Monday, August 9, 2010

On the origin of heavy species

Ani Aprahamian gave us a nice, quick chronological review of everlasting quest for the answer to the question: what is the world made of?

We quickly see the evolution in this investigation from the ancient Greeks’ four elements (earth, fire, air, and water) to the present Rare Ion Beam facilities, which has allowed us to build the chart of nuclides. There are ~300 stable isotopes known, and lots of unstable ones, which number, some theorist claim could be up to 10 thousand!

OK, so there are way too many different nuclei … now, where are they made? So far we’ve figured out that the lightest elements were created shortly after the Big Bang, other low A elements were synthesized in early stars, and then up to Fe are created in main sequence stars. The creation of heavier elements requires a neutron-rich environment. We’ve come to classify the different nucleosynthesis processes according to the mass range of isotopes they create, for instance the s-process, and the r-process (the location of which is still an open question).
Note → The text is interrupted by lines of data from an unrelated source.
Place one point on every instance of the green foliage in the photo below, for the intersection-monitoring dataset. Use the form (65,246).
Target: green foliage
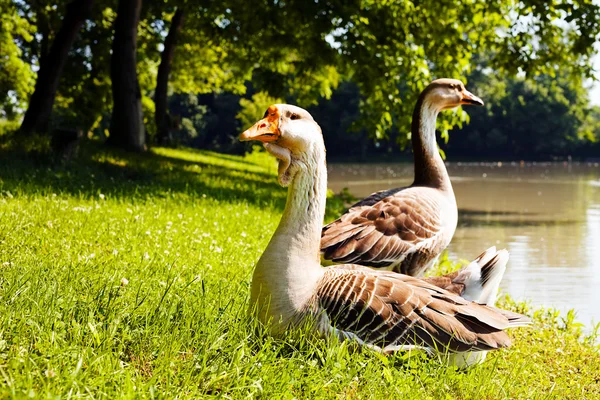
(16,76)
(127,276)
(301,51)
(539,117)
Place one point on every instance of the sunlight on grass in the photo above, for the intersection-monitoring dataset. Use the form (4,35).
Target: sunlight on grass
(128,276)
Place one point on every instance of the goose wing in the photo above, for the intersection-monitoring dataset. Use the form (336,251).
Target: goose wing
(389,228)
(391,311)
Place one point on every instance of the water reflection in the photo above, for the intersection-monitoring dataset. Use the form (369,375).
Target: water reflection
(546,215)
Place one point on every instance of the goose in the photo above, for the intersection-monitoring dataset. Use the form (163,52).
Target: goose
(405,229)
(382,310)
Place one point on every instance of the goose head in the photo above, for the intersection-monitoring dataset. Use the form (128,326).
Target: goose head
(291,135)
(445,94)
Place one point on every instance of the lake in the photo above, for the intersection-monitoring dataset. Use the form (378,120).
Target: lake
(546,214)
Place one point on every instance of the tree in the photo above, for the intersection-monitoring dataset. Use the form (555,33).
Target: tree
(540,118)
(16,76)
(162,78)
(127,126)
(52,65)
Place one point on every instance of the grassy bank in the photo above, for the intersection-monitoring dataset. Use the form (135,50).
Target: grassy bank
(128,276)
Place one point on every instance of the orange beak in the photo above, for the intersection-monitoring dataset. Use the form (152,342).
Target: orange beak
(470,99)
(266,130)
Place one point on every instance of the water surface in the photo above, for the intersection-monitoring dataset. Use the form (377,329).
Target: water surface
(547,216)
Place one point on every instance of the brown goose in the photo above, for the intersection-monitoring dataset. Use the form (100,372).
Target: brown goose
(405,229)
(382,310)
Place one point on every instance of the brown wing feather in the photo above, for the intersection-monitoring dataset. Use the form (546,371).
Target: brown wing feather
(386,228)
(386,309)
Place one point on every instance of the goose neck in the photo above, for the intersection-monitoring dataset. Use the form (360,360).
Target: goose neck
(429,166)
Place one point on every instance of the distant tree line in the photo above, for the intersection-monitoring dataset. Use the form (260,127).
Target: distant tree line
(137,72)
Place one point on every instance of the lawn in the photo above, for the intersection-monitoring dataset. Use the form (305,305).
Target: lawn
(127,276)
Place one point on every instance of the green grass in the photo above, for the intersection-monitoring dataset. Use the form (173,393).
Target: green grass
(184,228)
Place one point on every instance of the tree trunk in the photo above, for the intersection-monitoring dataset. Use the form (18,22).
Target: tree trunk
(51,67)
(162,79)
(126,126)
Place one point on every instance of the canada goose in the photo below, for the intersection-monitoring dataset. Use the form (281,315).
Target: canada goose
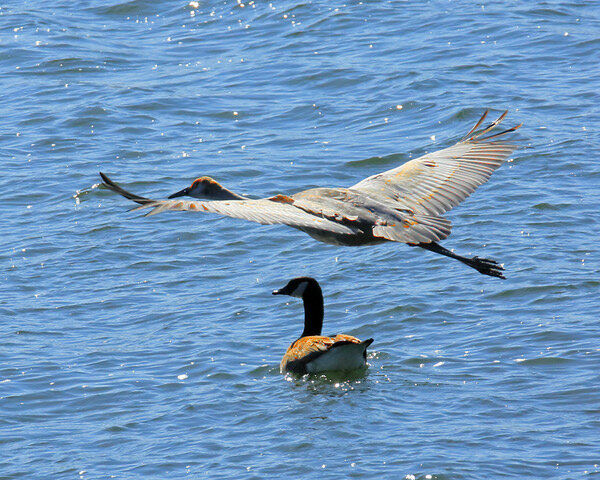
(312,352)
(404,204)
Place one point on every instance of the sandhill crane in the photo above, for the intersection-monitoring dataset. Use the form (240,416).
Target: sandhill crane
(404,204)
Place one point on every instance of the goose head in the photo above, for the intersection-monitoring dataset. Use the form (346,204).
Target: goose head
(207,188)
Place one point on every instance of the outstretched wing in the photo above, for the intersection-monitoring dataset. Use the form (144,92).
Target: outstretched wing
(436,182)
(266,211)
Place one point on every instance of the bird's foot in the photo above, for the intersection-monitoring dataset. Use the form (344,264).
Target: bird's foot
(487,267)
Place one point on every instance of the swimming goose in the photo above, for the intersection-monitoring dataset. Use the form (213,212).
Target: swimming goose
(312,352)
(404,204)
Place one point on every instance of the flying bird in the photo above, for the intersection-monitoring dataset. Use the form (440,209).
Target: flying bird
(312,352)
(405,204)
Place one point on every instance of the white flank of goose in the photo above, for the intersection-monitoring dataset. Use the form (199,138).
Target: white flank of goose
(312,352)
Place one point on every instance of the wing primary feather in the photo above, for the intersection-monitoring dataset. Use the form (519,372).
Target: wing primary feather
(480,121)
(496,135)
(491,126)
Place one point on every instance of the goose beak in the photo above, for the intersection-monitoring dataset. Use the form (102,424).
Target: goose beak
(181,193)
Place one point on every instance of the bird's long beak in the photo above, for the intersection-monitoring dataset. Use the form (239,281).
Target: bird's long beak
(181,193)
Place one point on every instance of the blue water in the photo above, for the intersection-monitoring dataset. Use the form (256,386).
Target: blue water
(140,347)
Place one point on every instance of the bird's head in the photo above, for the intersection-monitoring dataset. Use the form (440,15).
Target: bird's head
(298,287)
(205,187)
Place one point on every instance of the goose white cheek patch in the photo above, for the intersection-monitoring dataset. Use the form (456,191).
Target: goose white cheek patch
(300,290)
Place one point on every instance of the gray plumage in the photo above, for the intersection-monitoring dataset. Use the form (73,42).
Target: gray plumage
(404,204)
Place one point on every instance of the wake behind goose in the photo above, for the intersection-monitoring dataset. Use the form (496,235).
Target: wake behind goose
(404,204)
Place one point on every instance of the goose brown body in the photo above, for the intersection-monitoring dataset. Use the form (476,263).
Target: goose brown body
(313,352)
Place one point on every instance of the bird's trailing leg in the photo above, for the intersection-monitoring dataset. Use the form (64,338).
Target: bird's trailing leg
(482,265)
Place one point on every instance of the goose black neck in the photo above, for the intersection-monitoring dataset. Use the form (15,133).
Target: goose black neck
(313,311)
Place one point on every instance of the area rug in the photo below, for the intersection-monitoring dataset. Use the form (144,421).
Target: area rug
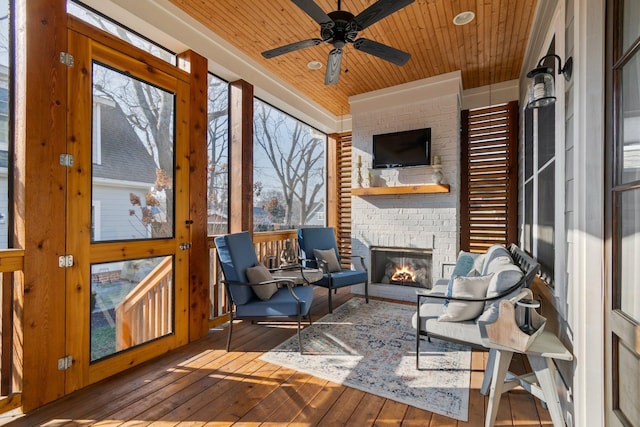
(371,347)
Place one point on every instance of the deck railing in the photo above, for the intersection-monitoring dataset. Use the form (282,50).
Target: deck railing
(145,313)
(11,268)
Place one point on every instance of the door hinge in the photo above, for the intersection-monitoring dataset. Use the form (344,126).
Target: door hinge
(65,363)
(66,160)
(66,58)
(65,261)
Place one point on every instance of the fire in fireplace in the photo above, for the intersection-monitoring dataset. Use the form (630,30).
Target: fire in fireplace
(401,266)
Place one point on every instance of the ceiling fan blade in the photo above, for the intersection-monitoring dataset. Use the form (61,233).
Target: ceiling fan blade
(333,67)
(290,47)
(379,10)
(382,51)
(313,10)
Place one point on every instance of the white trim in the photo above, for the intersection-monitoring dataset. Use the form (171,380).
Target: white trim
(408,93)
(587,294)
(494,94)
(96,205)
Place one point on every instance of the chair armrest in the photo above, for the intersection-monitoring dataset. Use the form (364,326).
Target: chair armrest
(501,295)
(287,267)
(364,266)
(266,282)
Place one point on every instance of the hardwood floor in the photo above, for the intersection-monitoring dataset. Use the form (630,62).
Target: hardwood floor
(202,384)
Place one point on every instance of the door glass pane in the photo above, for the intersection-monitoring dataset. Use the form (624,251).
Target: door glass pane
(628,238)
(628,374)
(629,150)
(132,158)
(131,303)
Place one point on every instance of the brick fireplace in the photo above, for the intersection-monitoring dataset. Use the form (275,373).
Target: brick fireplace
(418,223)
(401,266)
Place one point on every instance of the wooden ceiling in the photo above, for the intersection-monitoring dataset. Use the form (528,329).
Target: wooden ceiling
(489,50)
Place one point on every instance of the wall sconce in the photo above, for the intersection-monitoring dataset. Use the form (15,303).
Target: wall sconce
(541,91)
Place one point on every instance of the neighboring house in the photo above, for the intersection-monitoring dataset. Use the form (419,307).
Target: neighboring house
(317,216)
(117,173)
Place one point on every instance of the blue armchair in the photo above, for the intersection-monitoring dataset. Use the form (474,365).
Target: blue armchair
(318,249)
(237,257)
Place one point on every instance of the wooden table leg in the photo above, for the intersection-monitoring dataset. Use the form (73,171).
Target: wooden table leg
(488,372)
(545,371)
(502,360)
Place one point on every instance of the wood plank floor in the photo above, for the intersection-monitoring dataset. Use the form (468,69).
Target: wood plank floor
(202,384)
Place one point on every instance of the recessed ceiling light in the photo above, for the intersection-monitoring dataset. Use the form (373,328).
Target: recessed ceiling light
(464,18)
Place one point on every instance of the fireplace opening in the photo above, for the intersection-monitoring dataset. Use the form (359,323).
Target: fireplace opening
(401,266)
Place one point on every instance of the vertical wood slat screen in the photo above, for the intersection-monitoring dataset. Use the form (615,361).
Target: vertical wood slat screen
(343,198)
(489,177)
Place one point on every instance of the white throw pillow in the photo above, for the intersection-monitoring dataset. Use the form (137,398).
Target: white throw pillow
(259,274)
(466,287)
(328,256)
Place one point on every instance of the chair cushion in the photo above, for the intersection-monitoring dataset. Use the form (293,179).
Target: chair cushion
(343,278)
(492,253)
(237,253)
(310,238)
(465,331)
(327,256)
(258,274)
(466,287)
(280,304)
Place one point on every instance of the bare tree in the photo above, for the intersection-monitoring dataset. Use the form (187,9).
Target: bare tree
(296,158)
(217,144)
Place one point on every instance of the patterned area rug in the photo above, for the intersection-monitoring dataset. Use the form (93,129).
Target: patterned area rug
(371,347)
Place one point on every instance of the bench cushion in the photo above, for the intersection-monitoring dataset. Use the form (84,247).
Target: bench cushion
(430,309)
(465,287)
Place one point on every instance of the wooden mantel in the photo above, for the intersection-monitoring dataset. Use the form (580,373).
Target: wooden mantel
(402,189)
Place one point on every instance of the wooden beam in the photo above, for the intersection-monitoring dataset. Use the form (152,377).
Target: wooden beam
(196,66)
(241,156)
(39,194)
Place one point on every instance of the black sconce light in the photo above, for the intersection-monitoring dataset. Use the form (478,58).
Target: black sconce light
(541,91)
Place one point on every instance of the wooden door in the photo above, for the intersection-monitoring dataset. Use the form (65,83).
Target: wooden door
(623,215)
(127,208)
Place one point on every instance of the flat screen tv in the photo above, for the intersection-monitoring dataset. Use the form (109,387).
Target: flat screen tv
(399,149)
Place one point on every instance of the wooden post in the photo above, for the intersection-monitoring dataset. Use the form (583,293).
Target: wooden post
(199,303)
(241,156)
(39,194)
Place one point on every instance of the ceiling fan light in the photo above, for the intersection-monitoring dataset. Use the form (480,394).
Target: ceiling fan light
(463,18)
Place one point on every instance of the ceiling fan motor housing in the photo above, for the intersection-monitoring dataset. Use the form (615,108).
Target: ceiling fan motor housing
(344,31)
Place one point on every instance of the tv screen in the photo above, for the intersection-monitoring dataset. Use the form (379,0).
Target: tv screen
(398,149)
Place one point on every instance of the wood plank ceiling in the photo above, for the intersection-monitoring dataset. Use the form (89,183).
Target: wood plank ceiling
(489,50)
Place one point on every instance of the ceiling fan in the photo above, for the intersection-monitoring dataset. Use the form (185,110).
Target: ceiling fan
(341,27)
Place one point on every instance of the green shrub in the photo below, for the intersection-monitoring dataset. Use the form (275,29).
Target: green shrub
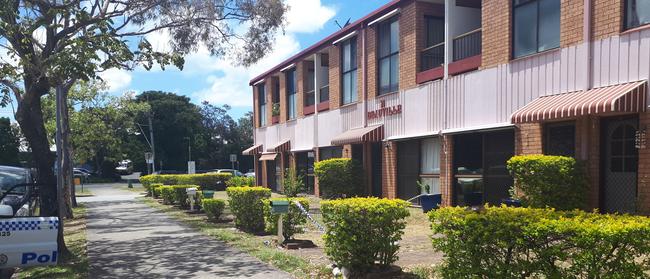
(241,181)
(506,242)
(292,222)
(553,181)
(363,231)
(213,208)
(167,193)
(180,194)
(247,204)
(207,181)
(339,177)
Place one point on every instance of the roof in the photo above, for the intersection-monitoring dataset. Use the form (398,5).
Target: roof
(329,39)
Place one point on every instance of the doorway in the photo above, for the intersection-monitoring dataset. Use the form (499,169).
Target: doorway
(620,165)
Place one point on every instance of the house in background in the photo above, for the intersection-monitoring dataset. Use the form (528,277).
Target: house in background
(446,91)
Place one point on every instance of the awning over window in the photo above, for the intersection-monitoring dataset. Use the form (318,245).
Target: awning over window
(360,135)
(627,97)
(282,147)
(253,150)
(268,156)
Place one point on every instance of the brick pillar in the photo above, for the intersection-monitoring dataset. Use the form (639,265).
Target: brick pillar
(446,170)
(643,194)
(389,170)
(528,139)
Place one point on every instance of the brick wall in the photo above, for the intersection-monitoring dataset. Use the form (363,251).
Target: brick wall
(528,139)
(496,35)
(571,22)
(643,194)
(446,170)
(389,170)
(607,16)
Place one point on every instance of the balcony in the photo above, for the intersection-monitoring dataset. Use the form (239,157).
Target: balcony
(467,52)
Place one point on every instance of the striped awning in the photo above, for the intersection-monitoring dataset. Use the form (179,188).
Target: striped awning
(285,146)
(253,150)
(360,135)
(268,156)
(627,97)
So, it becomes pretty obvious that nuclear physics plays a key role in getting an answer for our question. Nuclear physics experiments aim to learn about the structure of nuclei, the shell closures, the limits of stability, etc. The link between precision astronomical observations and nucleosynthesis models (such as the r-process in supernova, neutrino winds, jets, explosive burning, prompt explosion, GRB) is the nuclear physics! So we do experiments, simulations and nuclear theoretical models. An example to study nucleosynthesis in the r-process: Ani and collaborators ran a network calculation taking Fe as seed nuclei, and considered n-captures competing with beta decays. The process time scale is around 8^4 sec. Does this give the right peaks? We see the accumulation at bottlenecks (nuclei with slow beta-decays). Then, one performs experiments to study such bottlenecks, for instance 78Ni, which is doubly magic. The experiment was performed at the NSCL, and 11 events were recorded, which allowed the first determination of the half-life of this nucleus (Paul Hosmer’s Ph.D. thesis). Another NSCL experiment studied 90Se, 89As, 88,87As (Matt Quinn’s Ph.D. Thesis).

How do we know what to measure next? Ani’s group made a sensitivity study using the FRDM mass model to find out what number gives us the biggest effect on final elemental abundances. They found the most interesting cases to be around closed shells (N=50,and N=82).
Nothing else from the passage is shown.